We find that passive transfer of ten million encephalitogenic T cells generated using the described protocol induces very reproducible, monophasic EAE in DA rats. The disease onset is at day 4 or day 5 post-transfer. All animals reach the peak of the disease on day 6 post-transfer, characterised by a paralysed tail, inability to spread toes and ataxic gait. These signs of motor deficit last for 3 days. All animals completely recover by day 10 post-transfer. Pathological characteristics at the peak of disease are inflammatory infiltrates and demyelination, with only small numbers of degenerated axons present.

In C57BL6 mice, the donor group is immunized with MOG_35–55/CFA. After 11 days, spleens are isolated from the immunized mice and splenocytes are restimulated in vitro with MOG_35–55, IL-12 and anti-IFNγ antibodies for 3 days to generate encephalotigenic T cells. These are then injected to the recipient mice as before.

Each mouse is immunized with a total amount of 200 μg of MOG_35–55 in 200 μl of the emulsion, resulting in a final antigen concentration of 1 mg/ml. The emulsion contains a 1:1 ratio (by volume) of MOG_35–55 solution: CFA and is administered to each mouse by subcutaneous injection. In practice, the MOG_35–55 peptide is dissolved in sterile saline at a concentration that is twice the final concentration, to allow for the dilution. Due to loss of some of the emulsion in the dead space of the hub of the syringe, excess emulsion should initially be prepared. We calculate the total volume of emulsion needed by multiplying the number of mice to be immunized by 1.5, and multiply that number by 200 μl, then this number is divided by two which gives the ­volume of both the MOG_35–55 peptide and the CFA needed. The ­emulsion is prepared using two glass syringes following the procedure ­outlined in 2.2.1.

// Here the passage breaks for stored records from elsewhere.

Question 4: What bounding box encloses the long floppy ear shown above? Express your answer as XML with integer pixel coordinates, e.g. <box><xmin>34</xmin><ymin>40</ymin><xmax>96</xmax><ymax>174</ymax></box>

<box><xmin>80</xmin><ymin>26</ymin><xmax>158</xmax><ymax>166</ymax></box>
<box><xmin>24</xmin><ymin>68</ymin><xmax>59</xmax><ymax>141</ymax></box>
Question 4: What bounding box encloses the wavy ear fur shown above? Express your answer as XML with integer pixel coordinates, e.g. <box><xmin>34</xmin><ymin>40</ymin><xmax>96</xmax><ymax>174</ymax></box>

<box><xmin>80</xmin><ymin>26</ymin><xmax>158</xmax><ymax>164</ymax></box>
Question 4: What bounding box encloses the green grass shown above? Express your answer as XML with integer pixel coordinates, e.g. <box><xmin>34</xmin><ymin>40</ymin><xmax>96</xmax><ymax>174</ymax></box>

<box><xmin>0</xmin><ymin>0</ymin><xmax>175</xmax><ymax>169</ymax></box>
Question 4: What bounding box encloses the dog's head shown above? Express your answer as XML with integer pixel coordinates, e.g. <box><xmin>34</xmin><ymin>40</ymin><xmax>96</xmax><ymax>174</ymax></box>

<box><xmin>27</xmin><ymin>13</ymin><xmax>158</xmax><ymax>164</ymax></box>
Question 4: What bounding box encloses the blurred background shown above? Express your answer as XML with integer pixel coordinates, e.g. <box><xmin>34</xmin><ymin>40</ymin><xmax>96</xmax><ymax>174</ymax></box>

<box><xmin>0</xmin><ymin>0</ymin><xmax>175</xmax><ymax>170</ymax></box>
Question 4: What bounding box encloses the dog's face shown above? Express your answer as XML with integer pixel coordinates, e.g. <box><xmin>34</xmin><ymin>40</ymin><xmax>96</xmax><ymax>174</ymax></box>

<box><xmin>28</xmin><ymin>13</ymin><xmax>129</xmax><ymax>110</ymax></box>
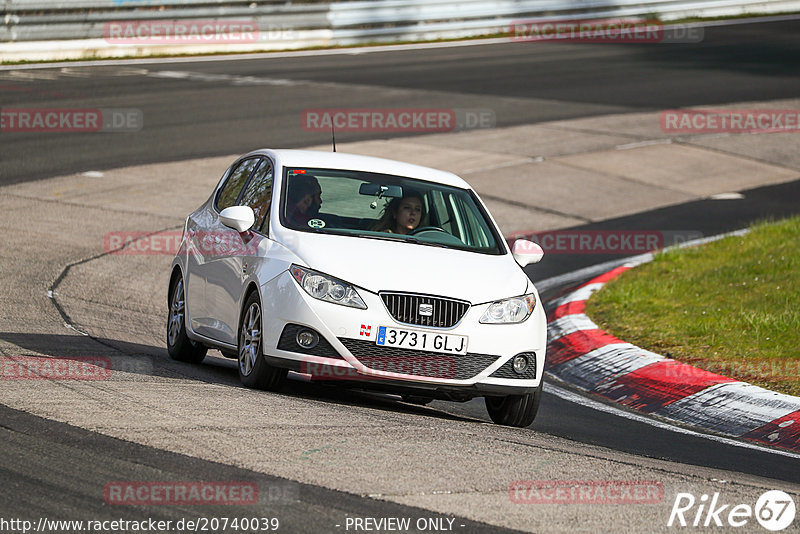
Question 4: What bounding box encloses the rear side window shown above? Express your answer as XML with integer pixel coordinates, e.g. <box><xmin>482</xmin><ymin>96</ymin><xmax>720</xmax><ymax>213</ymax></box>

<box><xmin>239</xmin><ymin>161</ymin><xmax>273</xmax><ymax>234</ymax></box>
<box><xmin>217</xmin><ymin>158</ymin><xmax>261</xmax><ymax>211</ymax></box>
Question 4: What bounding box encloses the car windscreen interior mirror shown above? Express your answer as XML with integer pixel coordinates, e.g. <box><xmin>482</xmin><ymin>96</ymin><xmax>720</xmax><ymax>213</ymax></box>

<box><xmin>511</xmin><ymin>239</ymin><xmax>544</xmax><ymax>267</ymax></box>
<box><xmin>358</xmin><ymin>182</ymin><xmax>403</xmax><ymax>198</ymax></box>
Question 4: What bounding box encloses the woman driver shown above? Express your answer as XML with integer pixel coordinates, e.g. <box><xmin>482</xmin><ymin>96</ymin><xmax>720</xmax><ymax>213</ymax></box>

<box><xmin>373</xmin><ymin>190</ymin><xmax>425</xmax><ymax>234</ymax></box>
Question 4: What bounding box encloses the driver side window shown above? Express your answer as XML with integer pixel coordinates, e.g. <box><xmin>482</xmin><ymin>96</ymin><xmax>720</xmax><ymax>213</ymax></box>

<box><xmin>239</xmin><ymin>160</ymin><xmax>273</xmax><ymax>235</ymax></box>
<box><xmin>216</xmin><ymin>158</ymin><xmax>261</xmax><ymax>211</ymax></box>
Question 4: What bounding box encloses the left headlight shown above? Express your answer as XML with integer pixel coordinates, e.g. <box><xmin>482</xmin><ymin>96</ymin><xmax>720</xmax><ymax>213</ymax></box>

<box><xmin>289</xmin><ymin>265</ymin><xmax>367</xmax><ymax>310</ymax></box>
<box><xmin>480</xmin><ymin>293</ymin><xmax>536</xmax><ymax>324</ymax></box>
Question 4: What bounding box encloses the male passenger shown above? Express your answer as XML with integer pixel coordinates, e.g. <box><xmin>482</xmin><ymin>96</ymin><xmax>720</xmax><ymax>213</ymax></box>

<box><xmin>286</xmin><ymin>174</ymin><xmax>322</xmax><ymax>226</ymax></box>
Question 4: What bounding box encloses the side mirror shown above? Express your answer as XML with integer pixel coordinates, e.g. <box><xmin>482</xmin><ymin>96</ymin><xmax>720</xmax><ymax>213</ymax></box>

<box><xmin>219</xmin><ymin>206</ymin><xmax>256</xmax><ymax>232</ymax></box>
<box><xmin>511</xmin><ymin>239</ymin><xmax>544</xmax><ymax>267</ymax></box>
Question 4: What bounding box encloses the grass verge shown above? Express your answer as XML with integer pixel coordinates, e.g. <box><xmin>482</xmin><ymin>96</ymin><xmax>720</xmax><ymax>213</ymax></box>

<box><xmin>587</xmin><ymin>217</ymin><xmax>800</xmax><ymax>396</ymax></box>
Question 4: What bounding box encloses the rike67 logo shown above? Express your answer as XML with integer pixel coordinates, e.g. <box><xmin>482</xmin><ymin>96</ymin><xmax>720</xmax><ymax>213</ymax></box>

<box><xmin>667</xmin><ymin>490</ymin><xmax>796</xmax><ymax>532</ymax></box>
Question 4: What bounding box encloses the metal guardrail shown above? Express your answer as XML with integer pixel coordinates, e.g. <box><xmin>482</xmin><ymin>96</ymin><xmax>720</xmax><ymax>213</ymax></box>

<box><xmin>0</xmin><ymin>0</ymin><xmax>800</xmax><ymax>59</ymax></box>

Pertussis toxin from Bordetella pertussis (Calbiochem, Nottingham, UK) is re-suspended in sterile saline to a concentration of 50 μg/ml stock solution. Dilutions are then made so that a final concentration of 30 (ng/ml) in sterile saline is achieved. Each mouse will receive 0.1 ml of pertussis toxin in saline i.p. on the day of immunization followed by a second dose 48 h later.

Mice are monitored daily to assess the magnitude of any neurological deficit and to detect weight gain or, more importantly, weight loss. In our laboratory, the clinical severity of EAE in mice is scored using a grading scale (0–7) that is outlined in Table 2. The symptoms of EAE tend to appear 9–14 days after immunization, but this timing can vary depending on the strain of mice used.